The set-up of plasma diagnostic systems still was of major importance during the reporting year. First measurements in combination with the DED confirmed predictions of the heat load distribution on wall elements caused by the magnetic field perturbation. Beside the expected smearing and the subsequent reduction of the heat load, a manifold of modifications of the magnetohydrodynamic features of the plasma could be observed - even though this is not understood yet. The development of a 3-dimensional hydrodynamic Monte Carlo code for the description of plasma transport in the complex magnetic field geometry of the DED was completed. In collaboration with a group at the University of Marseille and the Max-Planck-Institut für Plasmaphysik first attempts have been made to incorporate the DED into turbulence models.

For the further development of the ITER reference scenario, the H-mode, comprehensive studies have been conducted at JET. In the field of plasma stability the project made important contributions to the control of neoclassical tearing modes, which in ITER would result in undesirable deterioration of the plasma confinement, and in particular to the understanding of the ELM physics.

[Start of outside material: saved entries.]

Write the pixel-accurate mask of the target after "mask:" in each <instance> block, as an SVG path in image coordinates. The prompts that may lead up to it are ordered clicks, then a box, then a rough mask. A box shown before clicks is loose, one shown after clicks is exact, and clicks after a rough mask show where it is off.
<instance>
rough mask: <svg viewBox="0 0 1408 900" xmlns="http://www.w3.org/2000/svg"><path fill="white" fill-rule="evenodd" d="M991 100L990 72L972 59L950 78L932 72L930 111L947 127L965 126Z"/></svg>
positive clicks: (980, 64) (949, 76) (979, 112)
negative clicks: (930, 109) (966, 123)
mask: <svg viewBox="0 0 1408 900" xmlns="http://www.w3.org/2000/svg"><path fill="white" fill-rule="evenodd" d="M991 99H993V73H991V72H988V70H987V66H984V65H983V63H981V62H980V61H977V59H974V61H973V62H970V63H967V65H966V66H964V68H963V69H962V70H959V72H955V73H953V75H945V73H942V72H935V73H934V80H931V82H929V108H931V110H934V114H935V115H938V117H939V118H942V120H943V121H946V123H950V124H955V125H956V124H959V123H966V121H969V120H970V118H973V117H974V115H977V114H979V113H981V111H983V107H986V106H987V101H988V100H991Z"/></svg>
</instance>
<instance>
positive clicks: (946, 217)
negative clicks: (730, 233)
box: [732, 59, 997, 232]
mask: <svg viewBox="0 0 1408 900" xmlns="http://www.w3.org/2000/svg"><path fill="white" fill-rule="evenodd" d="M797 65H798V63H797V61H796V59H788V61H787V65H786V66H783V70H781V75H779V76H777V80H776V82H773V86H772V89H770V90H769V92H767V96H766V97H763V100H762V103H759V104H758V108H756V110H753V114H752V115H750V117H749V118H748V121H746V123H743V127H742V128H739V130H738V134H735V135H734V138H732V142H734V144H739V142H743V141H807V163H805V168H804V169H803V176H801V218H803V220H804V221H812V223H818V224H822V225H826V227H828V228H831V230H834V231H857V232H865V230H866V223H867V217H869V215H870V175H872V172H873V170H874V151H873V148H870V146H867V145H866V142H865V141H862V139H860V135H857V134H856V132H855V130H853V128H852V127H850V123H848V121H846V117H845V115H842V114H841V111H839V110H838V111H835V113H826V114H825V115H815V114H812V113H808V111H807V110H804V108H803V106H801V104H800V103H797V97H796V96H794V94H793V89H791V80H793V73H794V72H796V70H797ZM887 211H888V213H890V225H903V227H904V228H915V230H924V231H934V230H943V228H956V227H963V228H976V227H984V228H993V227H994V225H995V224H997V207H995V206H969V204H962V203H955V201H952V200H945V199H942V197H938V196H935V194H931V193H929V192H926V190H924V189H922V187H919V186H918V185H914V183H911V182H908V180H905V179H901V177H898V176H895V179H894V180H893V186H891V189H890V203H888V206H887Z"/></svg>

Here, new properties were discovered which are not in agreement with the presently accepted explanation of the ELM cycle. Based on earlier TEXTOR results, a new feedback control scheme was developed for the quasi-stationary sustainment of JET discharges at high density. However, theoretical modelling of these plasma conditions (with the RITM code) shows that in JET the improvement of confinement does not take place, which in TEXTOR was observed under similar conditions.

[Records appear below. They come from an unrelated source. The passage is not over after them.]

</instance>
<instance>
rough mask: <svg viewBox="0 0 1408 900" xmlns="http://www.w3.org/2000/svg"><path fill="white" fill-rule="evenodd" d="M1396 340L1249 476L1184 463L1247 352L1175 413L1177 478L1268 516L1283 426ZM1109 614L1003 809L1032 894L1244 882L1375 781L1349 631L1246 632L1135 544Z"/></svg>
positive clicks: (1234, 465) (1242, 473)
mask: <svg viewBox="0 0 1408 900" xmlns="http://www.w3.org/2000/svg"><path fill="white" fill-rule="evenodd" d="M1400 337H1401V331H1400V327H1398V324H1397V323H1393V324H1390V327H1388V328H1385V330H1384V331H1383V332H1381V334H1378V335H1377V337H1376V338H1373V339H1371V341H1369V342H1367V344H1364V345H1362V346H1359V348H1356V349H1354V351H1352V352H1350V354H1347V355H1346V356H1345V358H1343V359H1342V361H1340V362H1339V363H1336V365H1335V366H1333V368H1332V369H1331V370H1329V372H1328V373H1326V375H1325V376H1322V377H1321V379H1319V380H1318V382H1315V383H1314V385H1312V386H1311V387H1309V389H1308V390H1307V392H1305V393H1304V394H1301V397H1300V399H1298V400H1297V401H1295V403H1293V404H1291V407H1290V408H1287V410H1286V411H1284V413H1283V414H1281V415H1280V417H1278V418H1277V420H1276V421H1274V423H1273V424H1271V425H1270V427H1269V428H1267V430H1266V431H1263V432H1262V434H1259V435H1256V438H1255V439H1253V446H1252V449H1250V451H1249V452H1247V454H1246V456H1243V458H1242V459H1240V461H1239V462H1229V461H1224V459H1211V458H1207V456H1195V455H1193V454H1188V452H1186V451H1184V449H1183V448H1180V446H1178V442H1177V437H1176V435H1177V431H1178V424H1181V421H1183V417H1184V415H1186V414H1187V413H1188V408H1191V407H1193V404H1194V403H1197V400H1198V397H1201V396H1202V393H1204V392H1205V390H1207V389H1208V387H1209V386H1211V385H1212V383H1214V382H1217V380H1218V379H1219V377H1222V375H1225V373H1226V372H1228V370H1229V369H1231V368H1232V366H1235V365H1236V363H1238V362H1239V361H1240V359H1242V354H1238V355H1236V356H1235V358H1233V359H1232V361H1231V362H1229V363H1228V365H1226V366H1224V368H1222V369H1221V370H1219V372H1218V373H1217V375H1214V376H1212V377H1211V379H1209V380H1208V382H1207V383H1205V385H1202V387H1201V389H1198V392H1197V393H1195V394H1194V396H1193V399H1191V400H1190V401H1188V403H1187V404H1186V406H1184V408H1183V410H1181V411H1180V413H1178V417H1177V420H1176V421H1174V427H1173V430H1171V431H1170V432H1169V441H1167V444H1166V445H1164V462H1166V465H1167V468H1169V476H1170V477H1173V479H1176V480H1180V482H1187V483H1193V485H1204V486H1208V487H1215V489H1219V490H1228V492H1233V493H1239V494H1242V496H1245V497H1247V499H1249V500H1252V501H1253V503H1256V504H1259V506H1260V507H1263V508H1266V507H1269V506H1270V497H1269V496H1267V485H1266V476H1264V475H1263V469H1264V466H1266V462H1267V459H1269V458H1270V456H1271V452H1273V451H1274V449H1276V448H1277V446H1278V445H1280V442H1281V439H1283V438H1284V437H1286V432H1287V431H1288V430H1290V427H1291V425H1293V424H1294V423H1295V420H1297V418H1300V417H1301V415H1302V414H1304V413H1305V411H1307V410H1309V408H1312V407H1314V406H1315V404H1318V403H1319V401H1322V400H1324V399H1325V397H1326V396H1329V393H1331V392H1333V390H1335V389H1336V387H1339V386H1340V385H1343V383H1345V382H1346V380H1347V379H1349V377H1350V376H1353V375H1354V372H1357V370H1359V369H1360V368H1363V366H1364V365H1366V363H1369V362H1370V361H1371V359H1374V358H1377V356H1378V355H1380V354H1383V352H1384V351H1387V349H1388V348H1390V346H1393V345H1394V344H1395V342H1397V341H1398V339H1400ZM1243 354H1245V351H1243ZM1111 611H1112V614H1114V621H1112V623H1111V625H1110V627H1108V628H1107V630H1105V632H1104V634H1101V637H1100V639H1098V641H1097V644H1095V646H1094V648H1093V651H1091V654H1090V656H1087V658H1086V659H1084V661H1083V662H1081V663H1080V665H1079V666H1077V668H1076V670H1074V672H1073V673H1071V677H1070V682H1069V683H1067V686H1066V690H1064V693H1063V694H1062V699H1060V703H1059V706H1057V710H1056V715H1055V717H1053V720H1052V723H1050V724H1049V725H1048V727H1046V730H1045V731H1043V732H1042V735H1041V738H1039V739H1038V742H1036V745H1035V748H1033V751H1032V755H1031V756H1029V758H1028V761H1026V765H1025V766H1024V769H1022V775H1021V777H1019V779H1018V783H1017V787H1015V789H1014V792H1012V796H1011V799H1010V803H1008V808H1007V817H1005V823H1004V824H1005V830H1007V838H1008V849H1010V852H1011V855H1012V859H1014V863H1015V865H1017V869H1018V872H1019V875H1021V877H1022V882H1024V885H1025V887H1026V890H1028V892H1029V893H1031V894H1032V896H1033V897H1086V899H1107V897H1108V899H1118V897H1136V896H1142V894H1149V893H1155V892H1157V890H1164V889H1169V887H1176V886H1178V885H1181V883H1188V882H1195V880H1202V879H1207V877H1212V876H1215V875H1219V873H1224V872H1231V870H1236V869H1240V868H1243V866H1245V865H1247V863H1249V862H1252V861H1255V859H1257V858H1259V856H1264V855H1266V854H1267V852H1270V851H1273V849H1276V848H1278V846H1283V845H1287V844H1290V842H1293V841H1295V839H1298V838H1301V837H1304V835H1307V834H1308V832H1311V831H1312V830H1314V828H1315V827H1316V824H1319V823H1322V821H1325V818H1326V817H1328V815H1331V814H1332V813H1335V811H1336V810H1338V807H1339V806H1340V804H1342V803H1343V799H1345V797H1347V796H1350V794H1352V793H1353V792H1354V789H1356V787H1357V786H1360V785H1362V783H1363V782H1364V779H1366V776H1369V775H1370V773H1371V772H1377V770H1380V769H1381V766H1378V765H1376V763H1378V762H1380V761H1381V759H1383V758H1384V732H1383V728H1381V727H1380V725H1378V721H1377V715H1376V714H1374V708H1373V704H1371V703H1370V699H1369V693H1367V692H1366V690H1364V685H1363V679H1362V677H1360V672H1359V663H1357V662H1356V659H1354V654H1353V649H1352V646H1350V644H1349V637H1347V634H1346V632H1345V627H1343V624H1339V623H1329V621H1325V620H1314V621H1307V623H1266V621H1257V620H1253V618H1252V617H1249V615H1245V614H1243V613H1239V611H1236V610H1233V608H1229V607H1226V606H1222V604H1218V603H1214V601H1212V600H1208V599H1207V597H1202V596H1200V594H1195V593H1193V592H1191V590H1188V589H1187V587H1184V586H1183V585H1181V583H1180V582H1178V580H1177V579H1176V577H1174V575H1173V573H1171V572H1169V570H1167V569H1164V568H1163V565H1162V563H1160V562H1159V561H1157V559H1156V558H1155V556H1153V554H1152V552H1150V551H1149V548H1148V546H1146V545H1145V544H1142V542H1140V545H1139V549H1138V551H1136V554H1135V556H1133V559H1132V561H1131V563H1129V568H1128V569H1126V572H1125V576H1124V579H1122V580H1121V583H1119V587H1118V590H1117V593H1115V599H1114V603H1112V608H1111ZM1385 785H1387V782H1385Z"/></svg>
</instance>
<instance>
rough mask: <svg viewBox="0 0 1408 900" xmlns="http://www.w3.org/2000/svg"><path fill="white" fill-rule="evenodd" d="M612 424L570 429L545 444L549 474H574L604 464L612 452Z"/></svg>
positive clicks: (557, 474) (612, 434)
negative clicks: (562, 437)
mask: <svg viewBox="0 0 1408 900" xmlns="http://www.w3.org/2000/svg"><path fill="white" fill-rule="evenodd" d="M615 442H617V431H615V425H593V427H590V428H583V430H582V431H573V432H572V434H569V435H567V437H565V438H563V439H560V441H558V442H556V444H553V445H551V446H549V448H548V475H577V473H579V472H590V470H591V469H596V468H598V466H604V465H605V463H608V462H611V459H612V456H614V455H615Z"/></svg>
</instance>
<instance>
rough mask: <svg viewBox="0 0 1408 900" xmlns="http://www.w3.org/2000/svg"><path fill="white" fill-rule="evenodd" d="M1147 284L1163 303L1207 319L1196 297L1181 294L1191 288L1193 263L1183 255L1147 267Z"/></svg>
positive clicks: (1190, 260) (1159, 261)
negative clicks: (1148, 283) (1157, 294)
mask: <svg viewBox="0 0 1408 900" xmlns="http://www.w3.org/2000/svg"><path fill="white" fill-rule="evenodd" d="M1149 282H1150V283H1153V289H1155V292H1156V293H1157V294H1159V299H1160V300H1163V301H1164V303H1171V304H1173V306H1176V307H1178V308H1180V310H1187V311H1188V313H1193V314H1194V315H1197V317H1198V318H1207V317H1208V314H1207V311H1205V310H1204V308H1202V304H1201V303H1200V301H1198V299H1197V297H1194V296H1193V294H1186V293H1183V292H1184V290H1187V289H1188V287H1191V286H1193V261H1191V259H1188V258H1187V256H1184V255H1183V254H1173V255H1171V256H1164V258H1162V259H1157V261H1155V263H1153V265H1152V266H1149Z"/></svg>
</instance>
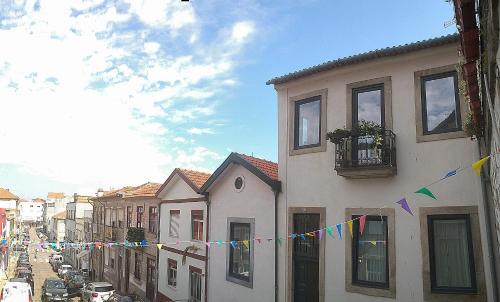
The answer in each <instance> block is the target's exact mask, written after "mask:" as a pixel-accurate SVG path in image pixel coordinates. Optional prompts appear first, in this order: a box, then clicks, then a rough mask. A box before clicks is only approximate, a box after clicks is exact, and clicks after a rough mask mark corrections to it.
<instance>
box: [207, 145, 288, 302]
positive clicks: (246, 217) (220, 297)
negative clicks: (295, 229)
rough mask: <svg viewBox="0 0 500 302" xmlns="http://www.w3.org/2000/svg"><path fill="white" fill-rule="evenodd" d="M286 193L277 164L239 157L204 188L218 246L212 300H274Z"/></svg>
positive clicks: (247, 301)
mask: <svg viewBox="0 0 500 302" xmlns="http://www.w3.org/2000/svg"><path fill="white" fill-rule="evenodd" d="M280 190H281V183H280V182H279V181H278V165H277V164H276V163H272V162H269V161H266V160H262V159H258V158H255V157H251V156H246V155H241V154H237V153H231V154H230V155H229V157H228V158H227V159H226V160H225V161H224V162H223V163H222V165H221V166H220V167H219V168H218V169H217V170H216V171H215V172H214V174H213V175H212V176H211V177H210V178H209V179H208V181H207V182H206V183H205V185H204V186H203V187H202V192H203V193H204V194H207V195H208V199H209V211H208V212H209V218H208V221H209V235H208V237H209V240H210V241H211V242H212V244H211V247H210V249H209V251H208V253H209V254H208V277H207V278H208V301H220V302H230V301H241V302H245V301H247V302H250V301H274V298H275V276H276V275H275V263H276V262H275V259H276V258H275V245H276V244H277V243H276V241H275V240H273V239H274V234H275V224H274V222H275V219H274V218H275V215H276V214H277V213H276V207H275V204H276V201H277V196H278V195H279V192H280ZM269 239H270V240H269ZM218 241H219V242H223V243H221V244H217V242H218Z"/></svg>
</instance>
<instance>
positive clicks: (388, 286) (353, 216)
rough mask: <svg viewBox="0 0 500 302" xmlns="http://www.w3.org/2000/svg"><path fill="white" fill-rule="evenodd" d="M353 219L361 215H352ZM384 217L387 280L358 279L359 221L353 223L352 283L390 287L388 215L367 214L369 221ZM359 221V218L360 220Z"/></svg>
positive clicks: (359, 235)
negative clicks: (389, 281)
mask: <svg viewBox="0 0 500 302" xmlns="http://www.w3.org/2000/svg"><path fill="white" fill-rule="evenodd" d="M351 217H352V218H351V219H358V218H359V217H360V215H352V216H351ZM380 219H382V220H383V221H384V223H385V230H384V231H385V238H386V244H385V272H386V277H385V282H383V283H381V282H372V281H365V280H358V279H357V272H358V261H357V259H358V244H357V243H358V241H359V237H360V234H359V223H353V228H352V233H353V238H352V248H351V251H352V252H351V265H352V274H351V278H352V284H354V285H357V286H363V287H373V288H381V289H388V288H389V227H388V225H387V216H384V215H380V216H374V215H369V216H368V215H367V216H366V222H368V221H377V220H380ZM358 221H359V220H358Z"/></svg>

In order to achieve a sufficient life time for materials, which are in direct contact with the plasma, for their later use in ITER or a fusion reactor, extensive studies of the plasma wall interaction are necessary. To this end, in JET and TEXTOR the carbon erosion and re-deposition has been investigated in-situ. Numeric models - such as the ERO code - play an important role for the interpretation of the experimental data. The observed carbon balances can only be understood in case an unexpectedly high erosion rate is assumed for the freshly deposited layers. The mechanism still is unclear up to now. Furthermore, the review and improvement of the description of atomic and molecular processes play an important role.

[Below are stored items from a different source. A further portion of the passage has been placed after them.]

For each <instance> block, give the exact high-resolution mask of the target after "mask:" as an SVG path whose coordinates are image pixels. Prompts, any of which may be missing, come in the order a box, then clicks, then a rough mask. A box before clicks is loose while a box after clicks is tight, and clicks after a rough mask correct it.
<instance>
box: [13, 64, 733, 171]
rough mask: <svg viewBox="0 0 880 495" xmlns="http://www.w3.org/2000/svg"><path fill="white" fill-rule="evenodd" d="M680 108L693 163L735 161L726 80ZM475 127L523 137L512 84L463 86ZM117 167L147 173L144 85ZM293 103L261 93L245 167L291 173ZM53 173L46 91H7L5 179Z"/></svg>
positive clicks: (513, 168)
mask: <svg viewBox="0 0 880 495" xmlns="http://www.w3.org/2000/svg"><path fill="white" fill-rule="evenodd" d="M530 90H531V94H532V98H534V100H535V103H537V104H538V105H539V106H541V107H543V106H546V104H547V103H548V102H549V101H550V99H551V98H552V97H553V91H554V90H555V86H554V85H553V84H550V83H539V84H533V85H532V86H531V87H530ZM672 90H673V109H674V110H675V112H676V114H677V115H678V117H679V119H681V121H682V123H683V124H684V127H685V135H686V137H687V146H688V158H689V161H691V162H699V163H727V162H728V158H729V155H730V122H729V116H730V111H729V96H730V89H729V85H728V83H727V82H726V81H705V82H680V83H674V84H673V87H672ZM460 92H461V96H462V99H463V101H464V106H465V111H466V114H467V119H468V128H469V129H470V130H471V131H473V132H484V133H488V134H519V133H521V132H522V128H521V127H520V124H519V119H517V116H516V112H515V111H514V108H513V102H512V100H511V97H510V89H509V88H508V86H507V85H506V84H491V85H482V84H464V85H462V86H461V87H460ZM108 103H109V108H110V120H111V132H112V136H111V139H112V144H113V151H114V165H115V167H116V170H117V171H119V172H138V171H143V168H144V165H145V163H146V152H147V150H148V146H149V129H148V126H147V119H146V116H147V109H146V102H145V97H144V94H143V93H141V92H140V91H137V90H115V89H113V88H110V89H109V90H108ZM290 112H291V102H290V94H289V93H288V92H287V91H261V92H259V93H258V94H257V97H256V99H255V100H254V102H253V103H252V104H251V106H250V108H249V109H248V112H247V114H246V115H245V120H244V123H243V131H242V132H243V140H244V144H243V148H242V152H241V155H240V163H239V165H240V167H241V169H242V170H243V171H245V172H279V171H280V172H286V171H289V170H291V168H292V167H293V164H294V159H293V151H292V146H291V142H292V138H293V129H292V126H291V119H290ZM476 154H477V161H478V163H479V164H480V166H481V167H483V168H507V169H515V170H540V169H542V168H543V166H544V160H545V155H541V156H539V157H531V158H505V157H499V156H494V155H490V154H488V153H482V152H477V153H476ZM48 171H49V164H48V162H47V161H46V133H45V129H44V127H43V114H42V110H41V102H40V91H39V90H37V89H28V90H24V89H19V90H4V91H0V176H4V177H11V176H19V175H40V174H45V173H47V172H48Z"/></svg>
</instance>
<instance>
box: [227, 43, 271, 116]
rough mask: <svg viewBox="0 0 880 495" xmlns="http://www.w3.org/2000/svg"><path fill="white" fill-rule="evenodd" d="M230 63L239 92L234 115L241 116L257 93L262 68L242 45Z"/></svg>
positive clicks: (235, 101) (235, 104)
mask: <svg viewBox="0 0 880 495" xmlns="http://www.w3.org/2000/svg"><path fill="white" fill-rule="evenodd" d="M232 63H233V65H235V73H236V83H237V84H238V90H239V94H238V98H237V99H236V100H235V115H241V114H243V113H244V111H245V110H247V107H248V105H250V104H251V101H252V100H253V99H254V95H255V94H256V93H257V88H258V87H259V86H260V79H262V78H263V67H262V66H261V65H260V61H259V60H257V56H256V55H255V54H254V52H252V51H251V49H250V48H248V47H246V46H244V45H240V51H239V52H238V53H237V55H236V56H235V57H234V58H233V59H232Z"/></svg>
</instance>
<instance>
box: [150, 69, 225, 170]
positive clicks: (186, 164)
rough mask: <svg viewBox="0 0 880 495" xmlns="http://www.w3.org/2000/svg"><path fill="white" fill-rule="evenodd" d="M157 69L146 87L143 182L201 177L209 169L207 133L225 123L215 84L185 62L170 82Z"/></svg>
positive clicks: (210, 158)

An important spin-off has resulted from a unique cooperation between the IPP, the University of Düsseldorf and Philips Lightning. In this project, the similarities of the physical properties in the ITER edge plasma and gas discharge lamps are utilized. Measurements with gas discharge lamps serve as a validation of the Monte Carlo code EIRENE, developed in Jülich, which subsequently will be used to describe parts of the ITER edge plasma.

Emphasis is also put on the development of plasma diagnostics and heating methods, also for their later use in Wendelstein 7-X or ITER. Worth mentioning are the further development of vacuum-UV spectroscopy, charge exchange recombination spectroscopy and motional Stark effect diagnostics. The construction of a combined electron cyclotron emission imaging and microwave imaging reflectometer system has been completed. A new 140 GHz gyrotron with 3 s pulse length and a power of 800 kW for heating the plasma electrons successfully went into operation - thus enriching the spectrum of heating methods available at TEXTOR with a flexible new instrument.

For the characterization and test for materials for their use in future devices, such as Wendelstein 7-X and ITER, the electron beam test facility JUDITH was employed, providing thermal loads of up to 20 MW/m2. Various tests included the study of thermal expansion behaviour of graded materials, dust generation at intense transient heat loads, neutron induced degradation of the thermal expansion coefficients and different target designs after neutron irradiation with fluences of up to 1 dpa.

The project will also take over extensive work packages for the construction of the stellarator Wendelstein 7-X, consisting of the development of diagnostic systems, tasks concerning the design and construction of components for the superconducting coils and bus bar system, the electrical joints as well as supporting tasks in welding technology.